Far from shunning Britain in favour of its gastronomic European cousins, Brits are now happy to stay on terra firma for their holidays with the promise of delicious regional food and drink on their doorsteps. According to a survey issued today (6 August 2005) by Food From Britain, Britain, once infamous for its unpalatable food, is now a nation of mouth-watering delights so tempting that more than two-thirds (68 percent) of Brits would consider holidaying here solely because of the food and drink on offer.
British food tourism is becoming an increasingly attractive proposition for both British and foreign holidaymakers and the industry is booming thanks to an increased awareness of regional produce such as scones served with Cornish clotted cream, Morecambe Bay shrimps, Cromer crabs and regional cheeses including Stilton and Wensleydale.
There is also a growing trend for Brits to visit local food and drink tourist attractions or specific restaurants renown for their quality British produce – 64 percent of those in the NOP survey agreed they consider visiting them if holidaying in this country.
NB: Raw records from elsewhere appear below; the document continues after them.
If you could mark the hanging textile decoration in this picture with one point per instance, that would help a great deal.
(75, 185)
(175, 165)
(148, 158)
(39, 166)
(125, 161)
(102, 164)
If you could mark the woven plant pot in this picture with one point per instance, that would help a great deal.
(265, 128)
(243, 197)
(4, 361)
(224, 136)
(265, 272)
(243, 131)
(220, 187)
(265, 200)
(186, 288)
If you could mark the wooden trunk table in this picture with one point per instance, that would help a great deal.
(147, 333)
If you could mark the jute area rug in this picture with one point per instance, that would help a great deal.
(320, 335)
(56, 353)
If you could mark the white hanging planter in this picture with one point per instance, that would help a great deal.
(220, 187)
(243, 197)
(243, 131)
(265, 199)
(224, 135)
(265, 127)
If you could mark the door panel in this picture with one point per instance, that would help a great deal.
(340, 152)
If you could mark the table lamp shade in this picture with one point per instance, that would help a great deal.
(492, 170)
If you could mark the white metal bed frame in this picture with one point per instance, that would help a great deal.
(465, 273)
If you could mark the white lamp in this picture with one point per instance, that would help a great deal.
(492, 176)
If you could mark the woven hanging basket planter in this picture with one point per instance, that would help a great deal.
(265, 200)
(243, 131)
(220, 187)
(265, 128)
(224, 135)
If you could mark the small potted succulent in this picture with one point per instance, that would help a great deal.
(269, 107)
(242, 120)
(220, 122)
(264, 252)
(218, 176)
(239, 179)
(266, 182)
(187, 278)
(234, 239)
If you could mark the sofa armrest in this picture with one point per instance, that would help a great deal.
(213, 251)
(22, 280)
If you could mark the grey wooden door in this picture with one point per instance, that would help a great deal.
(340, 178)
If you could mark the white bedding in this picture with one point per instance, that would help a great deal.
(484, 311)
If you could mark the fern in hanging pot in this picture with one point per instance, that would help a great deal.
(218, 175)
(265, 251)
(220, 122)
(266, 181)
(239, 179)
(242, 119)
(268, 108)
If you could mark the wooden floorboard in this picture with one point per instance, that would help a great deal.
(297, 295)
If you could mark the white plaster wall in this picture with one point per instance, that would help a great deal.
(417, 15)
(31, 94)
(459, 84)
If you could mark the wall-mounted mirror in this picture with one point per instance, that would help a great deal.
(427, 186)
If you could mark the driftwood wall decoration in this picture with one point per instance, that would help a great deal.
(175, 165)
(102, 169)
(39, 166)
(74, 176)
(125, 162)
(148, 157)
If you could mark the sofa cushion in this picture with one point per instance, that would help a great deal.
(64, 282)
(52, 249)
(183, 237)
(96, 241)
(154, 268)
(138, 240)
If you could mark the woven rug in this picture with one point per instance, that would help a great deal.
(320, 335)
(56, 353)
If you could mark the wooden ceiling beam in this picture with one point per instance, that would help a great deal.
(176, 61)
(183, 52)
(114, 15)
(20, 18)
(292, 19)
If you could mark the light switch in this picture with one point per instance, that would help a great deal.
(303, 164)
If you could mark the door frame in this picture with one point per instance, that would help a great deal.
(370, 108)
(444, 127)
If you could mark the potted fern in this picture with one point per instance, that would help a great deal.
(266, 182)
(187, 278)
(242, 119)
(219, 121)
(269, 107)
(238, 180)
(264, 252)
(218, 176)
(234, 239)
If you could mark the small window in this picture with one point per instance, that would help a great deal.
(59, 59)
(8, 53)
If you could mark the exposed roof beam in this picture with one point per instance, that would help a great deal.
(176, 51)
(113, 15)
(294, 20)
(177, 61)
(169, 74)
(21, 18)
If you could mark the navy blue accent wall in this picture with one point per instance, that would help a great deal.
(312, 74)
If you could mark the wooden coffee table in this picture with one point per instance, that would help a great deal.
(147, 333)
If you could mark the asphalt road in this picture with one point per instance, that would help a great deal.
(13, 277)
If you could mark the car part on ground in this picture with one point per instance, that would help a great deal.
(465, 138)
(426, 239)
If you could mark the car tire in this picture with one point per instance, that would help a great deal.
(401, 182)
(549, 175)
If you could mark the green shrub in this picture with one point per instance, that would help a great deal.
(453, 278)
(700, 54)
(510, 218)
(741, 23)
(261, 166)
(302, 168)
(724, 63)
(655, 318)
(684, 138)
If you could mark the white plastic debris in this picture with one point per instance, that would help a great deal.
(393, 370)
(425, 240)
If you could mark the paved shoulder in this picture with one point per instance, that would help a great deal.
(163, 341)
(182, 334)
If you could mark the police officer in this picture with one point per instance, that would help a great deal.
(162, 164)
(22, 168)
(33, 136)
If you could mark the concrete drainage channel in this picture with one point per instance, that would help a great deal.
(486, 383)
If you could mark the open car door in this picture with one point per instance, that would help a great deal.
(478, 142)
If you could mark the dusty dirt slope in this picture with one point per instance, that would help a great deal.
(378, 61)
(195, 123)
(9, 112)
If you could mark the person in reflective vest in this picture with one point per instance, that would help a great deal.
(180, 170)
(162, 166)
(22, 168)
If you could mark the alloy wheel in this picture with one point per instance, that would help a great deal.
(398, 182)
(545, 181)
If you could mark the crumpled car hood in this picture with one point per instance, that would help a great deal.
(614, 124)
The younger the respondent the more likely they were to respond positively, with 71 percent of 18-24 year olds and 25-34 answering positively, compared to 67 percent of 45-54 year olds, 59 percent of 55-64 year olds and 55 percent of people over 65.
The West Country was revealed as the top British location for its regional produce, such as West Country Farmhouse Cheddar and Somerset cider, with more than one in five people saying they would most like to visit that region for its food and drink. London and Northern Scotland, renown for its whisky and smoked salmon, were the second most popular, while Wales, famous for its lamb, came third.
“The findings of the survey do not surprise me at all,” said Jane Wakeling, Regional Food and Drink Manager, Food From Britain. “For a long time Britain has been reversing the perception of poor quality foods and we are now seen as a nation that has more to offer than just fish and chips and roast beef. In fact Britain now boast 14 entries in the list of the world’s 50 best restaurants and an English wine has just been named the best sparkling wine in the world.
“The results confirm that food tourism is a burgeoning industry in the UK and with a continuing number of Brits recognising the quality produce on their doorsteps, I hope these figures can be improved upon even further.”
Age appeared to be a factor in whether people embraced Britain as a viable holiday destination because of its food and drink offerings. People in the 45-54 age bracket are the most likely to stay on home soil because of the food and drink on offer, while the 55-64 age group are least likely. There was very little variation between the sexes.